“That’s her business. I’m not denying that it would some job.” Benson critically surveyed Bull’s great bulk. “But if there’s anything in the world a woman loves it is making a man over, like an old dress. After she finishes, she generally realizes that she’s spoiled the material and wishes him back as he was. But in the mean time she has had her fun. I’ll bet Mary Mills is just itching to try her hand on you.”
“Do you really mean that?” Bull looked up with sudden hope—that quickly died. He shook his big head. “She deserves something better. I’d only spoil her life.”
Nevertheless, he relapsed into deep thought, returning only monosyllables to Benson’s talk. The little seed thus planted rooted deep in his silence.
Strange is first love with its intense desire for purity! Cleanliness is next to Godliness, and Godliness is Love. Thus Cleanliness must be next of kin to Love.
If this be doubted, observe a ten-year-old boy, self-convicted of water-marks on his neck and soil in his ears enough to grow potatoes. See him scrub himself with profuse use of soap till his countenance shines so that it might serve as a mirror for the small charmer who has ensnared his budding affections with her bright curls. Watch him, later, a man grown, solicitous about his daily tub, careful of his raiment, choice in cravats! Later his wife shall drive him with revilings to his bath! Coming to cases, observe Gordon in the bunk-house after a cooling shower, carefully arranging his tie on the bosom of a brand-new shirt.
Now observe a girl, a vestal in purity, delicately perfumed, flowering in her ribands and laces like a pretty bud. At some time all of them earnestly desire that they had been born men. Yet one moment there is when they are unfeignedly glad to be women. So Lee, who was perhaps even a bit more boyish than the average, came to lunch in a soft white dress with a flower at her throat, powdered and delicately perfumed, bright hair framing happy eyes, every soft line and fold proclaiming her womanhood. Like an emanation, soft and effulgent as moonlit mist, the fullness of her content proceeded from her, wrapped her in a bright atmosphere in the midst of which she softly brooded. Not that she was silent. She laughed and talked; seriously discussed Benson’s schemes. But that was all of the surface. Behind the chatter she lived in the enchantment of her dream.
It was too marked to pass unnoticed. But if Bull and Benson saw the clinging of glances, sensed the pulsing feeling, they observed with the friendly indulgence of experience the young man’s honest devotion, the girl’s shy happiness. During the long hour they sat talking after lunch, no silly jest marred its beauty. Except for a greater kindliness of manner, with delicacy quite foreign to his harsh exterior, Benson gave no hint of his understanding up to the moment he rode away.
Then for a brief moment Bull was taken into the dream. While Gordon went for his horse, Lee packed his saddlebags with clean things for the journey, and was giving him the usual last critical inspection. As he stood smiling down on her, hugely pleased, her eyes rose from the tie she was arranging to his; and as she read their sympathy and intelligence, she clasped his neck and hid her face against his broad breast.

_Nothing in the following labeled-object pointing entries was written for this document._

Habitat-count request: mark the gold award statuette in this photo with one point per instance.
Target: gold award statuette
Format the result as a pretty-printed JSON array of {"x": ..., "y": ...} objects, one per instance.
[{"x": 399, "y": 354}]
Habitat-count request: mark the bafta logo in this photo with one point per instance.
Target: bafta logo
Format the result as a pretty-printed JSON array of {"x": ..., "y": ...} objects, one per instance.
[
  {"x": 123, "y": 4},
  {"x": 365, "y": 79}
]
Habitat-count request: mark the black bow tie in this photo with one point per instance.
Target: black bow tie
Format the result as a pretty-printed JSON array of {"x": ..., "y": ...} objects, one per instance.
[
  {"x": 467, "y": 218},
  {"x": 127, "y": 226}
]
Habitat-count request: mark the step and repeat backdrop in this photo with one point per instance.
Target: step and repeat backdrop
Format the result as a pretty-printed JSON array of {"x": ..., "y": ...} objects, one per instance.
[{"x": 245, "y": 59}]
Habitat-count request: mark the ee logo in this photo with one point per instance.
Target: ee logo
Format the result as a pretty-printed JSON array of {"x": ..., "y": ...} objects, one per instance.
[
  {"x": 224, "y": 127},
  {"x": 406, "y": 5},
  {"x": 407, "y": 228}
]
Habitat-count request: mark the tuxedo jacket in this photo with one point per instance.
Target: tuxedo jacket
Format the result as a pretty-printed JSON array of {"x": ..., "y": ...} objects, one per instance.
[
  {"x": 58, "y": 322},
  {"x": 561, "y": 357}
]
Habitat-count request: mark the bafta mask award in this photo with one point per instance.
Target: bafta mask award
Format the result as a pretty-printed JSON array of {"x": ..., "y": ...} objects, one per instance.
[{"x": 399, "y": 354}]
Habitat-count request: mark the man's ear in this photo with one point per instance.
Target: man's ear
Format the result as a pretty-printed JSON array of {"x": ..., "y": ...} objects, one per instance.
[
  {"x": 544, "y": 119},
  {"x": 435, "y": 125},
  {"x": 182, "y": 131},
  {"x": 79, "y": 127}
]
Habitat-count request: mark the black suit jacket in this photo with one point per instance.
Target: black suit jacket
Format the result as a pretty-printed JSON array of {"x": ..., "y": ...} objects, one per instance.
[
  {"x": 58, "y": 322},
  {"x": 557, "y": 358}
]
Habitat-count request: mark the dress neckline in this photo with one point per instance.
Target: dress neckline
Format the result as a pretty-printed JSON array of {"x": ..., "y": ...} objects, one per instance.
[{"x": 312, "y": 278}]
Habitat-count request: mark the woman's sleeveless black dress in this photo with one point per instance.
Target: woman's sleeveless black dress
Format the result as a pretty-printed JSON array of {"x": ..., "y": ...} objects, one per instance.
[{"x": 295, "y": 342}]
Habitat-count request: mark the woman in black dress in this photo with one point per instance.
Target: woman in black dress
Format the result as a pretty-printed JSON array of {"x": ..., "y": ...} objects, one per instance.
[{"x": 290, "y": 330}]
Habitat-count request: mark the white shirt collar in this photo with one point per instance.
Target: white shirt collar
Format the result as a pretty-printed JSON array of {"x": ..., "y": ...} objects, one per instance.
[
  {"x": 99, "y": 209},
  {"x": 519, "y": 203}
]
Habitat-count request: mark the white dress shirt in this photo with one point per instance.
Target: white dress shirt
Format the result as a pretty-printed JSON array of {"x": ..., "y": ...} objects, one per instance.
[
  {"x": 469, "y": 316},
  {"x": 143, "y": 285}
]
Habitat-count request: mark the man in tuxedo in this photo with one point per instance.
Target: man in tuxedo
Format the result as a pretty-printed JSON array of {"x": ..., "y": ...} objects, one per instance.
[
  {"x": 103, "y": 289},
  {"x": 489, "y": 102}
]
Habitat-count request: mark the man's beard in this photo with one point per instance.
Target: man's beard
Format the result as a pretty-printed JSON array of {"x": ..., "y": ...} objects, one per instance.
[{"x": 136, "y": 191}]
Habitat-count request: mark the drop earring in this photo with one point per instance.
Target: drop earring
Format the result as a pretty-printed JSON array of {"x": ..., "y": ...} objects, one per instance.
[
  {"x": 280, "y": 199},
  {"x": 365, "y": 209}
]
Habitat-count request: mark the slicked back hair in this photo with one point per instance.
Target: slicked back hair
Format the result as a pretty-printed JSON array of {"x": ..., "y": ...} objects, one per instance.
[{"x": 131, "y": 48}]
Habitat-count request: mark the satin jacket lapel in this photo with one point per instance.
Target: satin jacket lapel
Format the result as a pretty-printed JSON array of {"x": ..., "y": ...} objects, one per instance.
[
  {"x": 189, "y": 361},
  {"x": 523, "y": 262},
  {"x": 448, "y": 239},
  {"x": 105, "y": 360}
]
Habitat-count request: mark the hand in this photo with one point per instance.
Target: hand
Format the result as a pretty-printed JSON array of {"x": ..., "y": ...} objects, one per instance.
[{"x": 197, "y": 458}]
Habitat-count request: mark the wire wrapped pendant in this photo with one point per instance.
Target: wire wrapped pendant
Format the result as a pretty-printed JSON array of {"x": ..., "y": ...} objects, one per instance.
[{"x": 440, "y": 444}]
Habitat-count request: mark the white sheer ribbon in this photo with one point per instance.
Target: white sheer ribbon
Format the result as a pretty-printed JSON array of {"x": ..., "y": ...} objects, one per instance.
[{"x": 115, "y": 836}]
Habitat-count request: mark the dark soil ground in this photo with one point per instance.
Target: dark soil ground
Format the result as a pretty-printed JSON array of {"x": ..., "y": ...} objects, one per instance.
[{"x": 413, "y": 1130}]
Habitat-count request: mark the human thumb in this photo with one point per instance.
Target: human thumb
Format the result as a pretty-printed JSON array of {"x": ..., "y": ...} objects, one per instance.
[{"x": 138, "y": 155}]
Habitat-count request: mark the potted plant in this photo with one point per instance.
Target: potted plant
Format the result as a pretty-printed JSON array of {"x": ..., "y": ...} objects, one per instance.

Until the beat of hoofs at the patio gate announced Gordon’s return, he held her to him with one arm while the other hand gently patted her shoulder. Neither spoke. Words would have told less. When she withdrew and walked with him to the gate, she was soothed and comforted as any girl that ever made a confidante of her mother.
When she ran back after the quirt he had purposely left on the table, he had time to pass a word to Gordon. “Remember, she don’t leave this house to go anywhere alone!”